University of Maryland students folded their tents yesterday after the university system’s Board of Regents refused to pressure the university to provide more on-campus housing.

About 50 students set up tents on a campus mall Monday and began camping out in protest after more than 500 juniors received letters saying university officials had denied their requests to live on campus this fall.

“There’s a huge housing shortage,” said Emma Simon, student government president. “The Board of Regents, the university and the community need to come up with a long-term plan for affordable student housing.”

Dr. Linda Clement, vice president for student affairs, said the university gives priority to incoming freshmen because they think seniors are better equipped to find off-campus housing.

The Board of Regents yesterday granted Miss Simon’s request to appear and discuss the housing shortage but said they would not intervene in the dispute between students and the university.

The university had consistently added beds up until 2005 through new campus housing construction.

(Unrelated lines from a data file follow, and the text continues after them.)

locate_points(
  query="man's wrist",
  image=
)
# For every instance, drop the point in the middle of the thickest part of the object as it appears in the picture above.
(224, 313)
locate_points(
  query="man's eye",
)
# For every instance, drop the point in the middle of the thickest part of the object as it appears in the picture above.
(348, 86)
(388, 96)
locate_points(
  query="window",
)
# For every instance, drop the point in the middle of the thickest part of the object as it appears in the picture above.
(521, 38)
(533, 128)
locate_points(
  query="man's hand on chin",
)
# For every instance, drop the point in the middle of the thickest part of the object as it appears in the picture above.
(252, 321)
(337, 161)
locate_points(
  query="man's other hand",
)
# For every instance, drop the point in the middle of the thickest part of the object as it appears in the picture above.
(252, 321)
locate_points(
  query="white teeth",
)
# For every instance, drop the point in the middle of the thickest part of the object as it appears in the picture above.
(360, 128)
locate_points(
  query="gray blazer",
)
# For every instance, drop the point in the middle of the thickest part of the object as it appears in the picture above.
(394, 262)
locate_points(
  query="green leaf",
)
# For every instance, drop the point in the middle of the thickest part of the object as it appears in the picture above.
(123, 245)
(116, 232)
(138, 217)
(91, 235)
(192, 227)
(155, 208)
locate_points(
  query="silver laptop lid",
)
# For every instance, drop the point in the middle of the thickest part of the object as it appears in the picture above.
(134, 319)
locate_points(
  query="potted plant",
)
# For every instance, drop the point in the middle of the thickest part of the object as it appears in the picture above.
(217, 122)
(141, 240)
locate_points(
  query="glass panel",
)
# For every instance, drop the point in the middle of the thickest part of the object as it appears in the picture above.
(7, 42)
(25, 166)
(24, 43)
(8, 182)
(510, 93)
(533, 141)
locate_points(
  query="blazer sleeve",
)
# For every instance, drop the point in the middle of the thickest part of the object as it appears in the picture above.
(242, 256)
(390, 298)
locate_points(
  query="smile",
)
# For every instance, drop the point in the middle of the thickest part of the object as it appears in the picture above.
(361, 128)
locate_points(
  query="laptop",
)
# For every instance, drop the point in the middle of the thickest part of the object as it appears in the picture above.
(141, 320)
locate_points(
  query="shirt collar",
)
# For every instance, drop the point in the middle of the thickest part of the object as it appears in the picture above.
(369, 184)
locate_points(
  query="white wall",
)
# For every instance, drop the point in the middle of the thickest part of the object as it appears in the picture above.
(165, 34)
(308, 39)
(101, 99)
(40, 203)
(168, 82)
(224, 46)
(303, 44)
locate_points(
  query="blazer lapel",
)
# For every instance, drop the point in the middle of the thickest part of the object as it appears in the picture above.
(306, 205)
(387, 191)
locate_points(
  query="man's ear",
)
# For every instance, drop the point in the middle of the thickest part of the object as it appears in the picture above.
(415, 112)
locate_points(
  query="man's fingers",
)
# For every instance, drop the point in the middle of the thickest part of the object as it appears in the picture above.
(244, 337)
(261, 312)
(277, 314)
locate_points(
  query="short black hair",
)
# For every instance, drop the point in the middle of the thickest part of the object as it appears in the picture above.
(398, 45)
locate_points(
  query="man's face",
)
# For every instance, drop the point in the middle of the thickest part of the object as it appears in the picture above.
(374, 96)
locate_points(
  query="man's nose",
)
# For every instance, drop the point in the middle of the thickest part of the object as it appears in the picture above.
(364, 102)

But in the spring of 2006, the Board of Regents created a policy to accept only public-private or private partnerships with developers for campus buildings such as student’s dormitories. The policy made it harder to find developers willing to work with the university.

The Board of Regents last spring also denied a loan request from university officials to fund new student housing, but the board accepted the university’s proposal to develop the East Campus, about 38 acres to the south of Route 1.

University officials are still negotiating with a developer to include new student housing as a part of the East Campus development.

Students had a meeting Thursday night to discuss the start of a campus petition and a documentary that would follow several students who were denied a bed on campus.

While rolling up her sleeping bag yesterday afternoon, Miss Simon said the Board of Regents could further assist the university by scouting out willing developers and talking with College Park community officials about creating new student housing.

“I don’t think the university needs to guarantee on-campus housing, but they have an obligation to provide adequate and affordable housing options for students,” Miss Simon said.